Forecast suggests EV tax changes will be gradual
The Finance Ministry will maintain a balance between supporting existing manufacturers of internal combustion engine-powered cars and promoting electric vehicles (EVs) in its restructuring of the overall vehicle excise tax system, said a ministry source who requested anonymity.
The source added that the tax restructure might be gradually implemented to give existing domestic vehicle manufacturers time to adjust to changes in relation to the country's promotion of EVs.
The source said that last week representatives of Toyota Motor Thailand held a video conference with Finance Minister Arkhom Termpittayapaisith and the ministry's management team on the Excise Department's plan to overhaul the vehicle excise tax system to promote EV use.
Toyota is one of the major foreign car manufacturers to operate in Thailand, with a vast supply chain network in the country.
The source added that the ministry is expected to introduce a measure to support the import of finished EVs next year, with the of aim of promoting affordable EVs in Thailand. Chinese EV manufacturers are expected to reap the full benefit of the measure, thanks to 0% duty on the import of EVs from China.

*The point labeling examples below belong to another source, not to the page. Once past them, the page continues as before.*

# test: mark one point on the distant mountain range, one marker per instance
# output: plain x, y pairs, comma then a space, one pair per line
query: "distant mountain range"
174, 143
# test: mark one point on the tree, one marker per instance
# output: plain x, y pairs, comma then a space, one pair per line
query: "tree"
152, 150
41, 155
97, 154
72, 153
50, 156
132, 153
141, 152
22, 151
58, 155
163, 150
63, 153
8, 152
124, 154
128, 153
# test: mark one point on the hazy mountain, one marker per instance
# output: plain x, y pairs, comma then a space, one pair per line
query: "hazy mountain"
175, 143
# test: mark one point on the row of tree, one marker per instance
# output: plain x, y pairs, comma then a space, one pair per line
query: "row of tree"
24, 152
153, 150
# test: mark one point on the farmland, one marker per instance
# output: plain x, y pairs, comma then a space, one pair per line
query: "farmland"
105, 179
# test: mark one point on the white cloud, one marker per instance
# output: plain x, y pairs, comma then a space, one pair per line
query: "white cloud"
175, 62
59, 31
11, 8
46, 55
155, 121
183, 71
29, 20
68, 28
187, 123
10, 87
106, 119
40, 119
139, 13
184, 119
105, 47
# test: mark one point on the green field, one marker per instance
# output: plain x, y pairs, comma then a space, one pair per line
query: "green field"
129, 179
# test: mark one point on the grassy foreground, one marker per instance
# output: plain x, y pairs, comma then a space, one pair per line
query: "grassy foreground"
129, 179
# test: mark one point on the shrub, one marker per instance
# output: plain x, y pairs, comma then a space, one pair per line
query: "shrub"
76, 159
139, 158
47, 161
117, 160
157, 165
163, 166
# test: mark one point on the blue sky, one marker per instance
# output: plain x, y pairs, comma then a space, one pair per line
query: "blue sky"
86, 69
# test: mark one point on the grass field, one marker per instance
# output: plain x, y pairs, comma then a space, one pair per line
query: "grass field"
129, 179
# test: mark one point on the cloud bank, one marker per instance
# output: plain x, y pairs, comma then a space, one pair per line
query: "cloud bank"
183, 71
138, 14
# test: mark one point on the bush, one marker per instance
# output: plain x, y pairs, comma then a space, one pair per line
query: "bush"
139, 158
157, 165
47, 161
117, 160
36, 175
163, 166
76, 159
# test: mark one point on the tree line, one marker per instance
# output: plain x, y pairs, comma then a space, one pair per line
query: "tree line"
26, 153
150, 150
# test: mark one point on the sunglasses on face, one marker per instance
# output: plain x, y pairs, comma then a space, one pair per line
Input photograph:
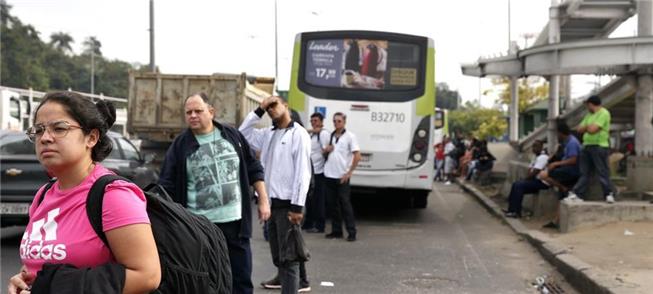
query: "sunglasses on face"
196, 111
272, 105
57, 129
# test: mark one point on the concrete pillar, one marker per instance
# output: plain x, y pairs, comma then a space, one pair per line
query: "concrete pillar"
644, 95
645, 17
514, 109
644, 116
640, 167
565, 92
554, 81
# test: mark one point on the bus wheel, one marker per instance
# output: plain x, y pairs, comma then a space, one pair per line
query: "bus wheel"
420, 199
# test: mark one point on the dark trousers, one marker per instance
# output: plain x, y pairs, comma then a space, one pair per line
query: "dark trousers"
519, 188
316, 205
593, 159
278, 226
240, 256
338, 195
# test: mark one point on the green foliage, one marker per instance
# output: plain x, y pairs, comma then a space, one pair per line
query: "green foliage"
482, 123
446, 98
529, 91
28, 62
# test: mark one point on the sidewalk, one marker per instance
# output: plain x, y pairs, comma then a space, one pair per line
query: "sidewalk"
614, 258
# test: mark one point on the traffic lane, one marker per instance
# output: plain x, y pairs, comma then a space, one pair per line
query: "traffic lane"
453, 246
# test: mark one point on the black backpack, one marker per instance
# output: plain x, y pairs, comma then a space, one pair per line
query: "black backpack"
192, 250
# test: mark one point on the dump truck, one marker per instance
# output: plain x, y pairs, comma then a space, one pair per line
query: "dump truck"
156, 104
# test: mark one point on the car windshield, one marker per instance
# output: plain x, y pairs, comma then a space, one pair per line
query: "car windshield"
17, 144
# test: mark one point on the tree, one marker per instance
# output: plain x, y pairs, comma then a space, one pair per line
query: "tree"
61, 41
446, 98
482, 123
531, 90
22, 53
28, 62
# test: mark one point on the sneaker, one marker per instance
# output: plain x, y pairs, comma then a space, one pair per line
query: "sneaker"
551, 225
333, 236
572, 197
273, 283
511, 214
304, 287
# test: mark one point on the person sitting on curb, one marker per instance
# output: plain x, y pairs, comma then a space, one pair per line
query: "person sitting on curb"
483, 165
531, 184
564, 173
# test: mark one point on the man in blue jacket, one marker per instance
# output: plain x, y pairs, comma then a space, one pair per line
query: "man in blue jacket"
208, 169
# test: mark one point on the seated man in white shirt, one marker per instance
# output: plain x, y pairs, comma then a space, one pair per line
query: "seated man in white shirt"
532, 184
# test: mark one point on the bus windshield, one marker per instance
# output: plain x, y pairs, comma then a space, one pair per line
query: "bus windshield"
377, 65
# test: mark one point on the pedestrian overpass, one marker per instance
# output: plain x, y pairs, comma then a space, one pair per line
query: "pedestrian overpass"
574, 41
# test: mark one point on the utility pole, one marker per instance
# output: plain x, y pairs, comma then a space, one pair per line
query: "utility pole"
93, 69
152, 64
509, 40
276, 49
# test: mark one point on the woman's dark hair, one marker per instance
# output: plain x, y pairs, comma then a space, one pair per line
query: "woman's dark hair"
89, 115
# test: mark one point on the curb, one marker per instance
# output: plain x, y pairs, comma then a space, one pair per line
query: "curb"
582, 276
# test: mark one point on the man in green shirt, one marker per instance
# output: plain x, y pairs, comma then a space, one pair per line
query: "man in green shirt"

Earlier a source on the National Electric Vehicle Policy Committee said the finance ministry is ready to approve measures to promote the use of EVs, which are expected to significantly bring down the prices of imported EVs.
Once EV demand increases, this will be an incentive to the related companies to install charging stations and ensure that almost all newly registered vehicles in 2030 are EVs.
The government's target is for 30% of all cars used in Thailand to be EVs by 2025.
The country's current vehicle excise tax structure is based on engine power and carbon dioxide emission rates.